Sure, you “have as many hours in a day as Beyonce.” But Beyonce has a trainer, and a team of nannies, and stylists who make her look awesome. Do not judge your personal value by your ability to keep up with Beyonce, please and thank you. You will go insane and spend a lot of money on bodysuits. But more importantly, maybe don’t judge your personal value by your ability to keep up with anyone. Whether it’s a co-worker or a sibling or a mommy blogger whose handmade cakes make you feel subpar, try not to sit around wondering why you can’t get as much done as them, or have their level of success. Everyone’s lives always seem really sunshiney on the outside, but it’s possible that on the inside, that mommy blogger is struggling to keep up just like you. At the very least, her kitchen is probably covered in organic flour.
I think I'm going to start measuring my productivity in delicious teas consumed, books read, and days spent in the park.
So what if we all just cut each other a break? What if we stopped glorifying the hustle? What if we instead started glorifying things like taking care of yourself, writing your sister a letter to make her smile, re-reading your favorite Harry Potter book in the sunshine, or just making it through the day? What if we placed value on the things that made us happy, rather than the things that made us appear outwardly valuable?

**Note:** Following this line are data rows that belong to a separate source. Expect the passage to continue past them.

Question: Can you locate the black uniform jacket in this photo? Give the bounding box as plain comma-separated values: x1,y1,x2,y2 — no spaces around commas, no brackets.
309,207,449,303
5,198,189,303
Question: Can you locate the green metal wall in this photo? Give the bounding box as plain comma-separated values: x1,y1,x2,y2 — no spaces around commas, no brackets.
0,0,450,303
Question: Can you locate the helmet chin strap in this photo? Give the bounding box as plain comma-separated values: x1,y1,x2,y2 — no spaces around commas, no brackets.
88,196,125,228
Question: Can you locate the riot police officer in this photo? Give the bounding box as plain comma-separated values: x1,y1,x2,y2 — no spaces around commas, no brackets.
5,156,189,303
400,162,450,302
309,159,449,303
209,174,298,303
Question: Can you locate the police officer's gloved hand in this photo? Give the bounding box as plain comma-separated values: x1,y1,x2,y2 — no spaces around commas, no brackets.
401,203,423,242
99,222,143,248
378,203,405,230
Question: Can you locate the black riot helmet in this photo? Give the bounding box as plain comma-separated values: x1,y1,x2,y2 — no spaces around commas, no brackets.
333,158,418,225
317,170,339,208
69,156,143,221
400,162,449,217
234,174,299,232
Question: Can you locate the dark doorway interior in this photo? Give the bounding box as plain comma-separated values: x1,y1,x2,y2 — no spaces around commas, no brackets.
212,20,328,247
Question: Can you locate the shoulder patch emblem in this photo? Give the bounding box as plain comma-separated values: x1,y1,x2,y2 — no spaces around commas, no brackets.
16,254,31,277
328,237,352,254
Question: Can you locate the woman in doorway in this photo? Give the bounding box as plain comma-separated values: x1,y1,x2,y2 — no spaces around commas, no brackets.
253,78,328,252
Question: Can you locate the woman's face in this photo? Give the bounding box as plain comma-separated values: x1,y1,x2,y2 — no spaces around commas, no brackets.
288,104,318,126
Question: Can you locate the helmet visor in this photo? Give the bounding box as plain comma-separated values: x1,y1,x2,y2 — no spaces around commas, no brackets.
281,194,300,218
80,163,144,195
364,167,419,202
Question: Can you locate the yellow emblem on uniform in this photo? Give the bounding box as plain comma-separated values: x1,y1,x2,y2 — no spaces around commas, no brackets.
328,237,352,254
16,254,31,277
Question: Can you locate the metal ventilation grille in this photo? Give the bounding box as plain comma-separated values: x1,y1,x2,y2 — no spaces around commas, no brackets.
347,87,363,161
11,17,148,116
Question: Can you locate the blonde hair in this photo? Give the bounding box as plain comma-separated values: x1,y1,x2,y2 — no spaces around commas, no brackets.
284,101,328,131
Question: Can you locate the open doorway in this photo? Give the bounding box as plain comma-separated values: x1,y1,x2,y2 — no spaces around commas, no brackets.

I’m guilty of obsessing over productivity. I’ve always liked a list, or something exciting to put on my resume, or just feeling at the end of the day like maybe I somehow was a little closer to my best Beyonce-like life. But being ill has put a lot into perspective, including what a true trap the rat race for productivity can become if you let it take over. I’m not saying we should all lay around and do whatever we want all the time–– the world would stop working and no one would be staffing Burger King to make me Mac and Cheetos. But what I am saying is not to beat yourself up if tonight, all you want to do is drink a glass of wine and watch Veep. The “hustle” will still be there in the morning.

And putting the onus of life on productivity is a dangerous mental trap for the chronically ill. I know that I can’t “do it all,” and that’s okay with me, but when I see people pushing for us all to constantly have some exciting new project or business plan, it’s exhausting. Some days it really is okay if all you did was get out of bed. This is true for everyone, but especially true for those with mental and physical illnesses. Try not to beat yourself up if your disease means that you aren’t “on track” with others. I try to set smaller hurdles of productivity that feel more realistic than taking on the world or getting a book published by next year–– things like meditating (almost) every day, cooking for myself, or organizing my bills.

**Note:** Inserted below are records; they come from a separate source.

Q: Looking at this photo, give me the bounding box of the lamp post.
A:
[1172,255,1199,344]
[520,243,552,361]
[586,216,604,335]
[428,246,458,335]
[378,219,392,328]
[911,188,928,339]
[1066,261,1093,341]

It’s also important to remember that often, rest is productive. If your body is struggling, ignoring it in favor of powering on will burn you out and leave you in worse shape than before. As hard as it is to feel limited by a disease, it’s even harder to deal with a flare after ignoring signals from your body to slow down. So maybe redefine your notion of productivity: restful activities like coloring, watching a movie that makes you smile, or even taking a nap can be incredibly productive for someone trying to keep their health in check.

I guess what I’m trying to say is that human worth is not measured in productivity–– or at least, it shouldn’t be. It should be measured in things like friendship, and days where you felt genuinely content. It should be measured in how you make people feel, not just checking off boxes of what you think you’re supposed to accomplish. Once you get a team of nannies and assistants and personal shoppers, then you can redefine your productivity to include building an artisanal cheese empire.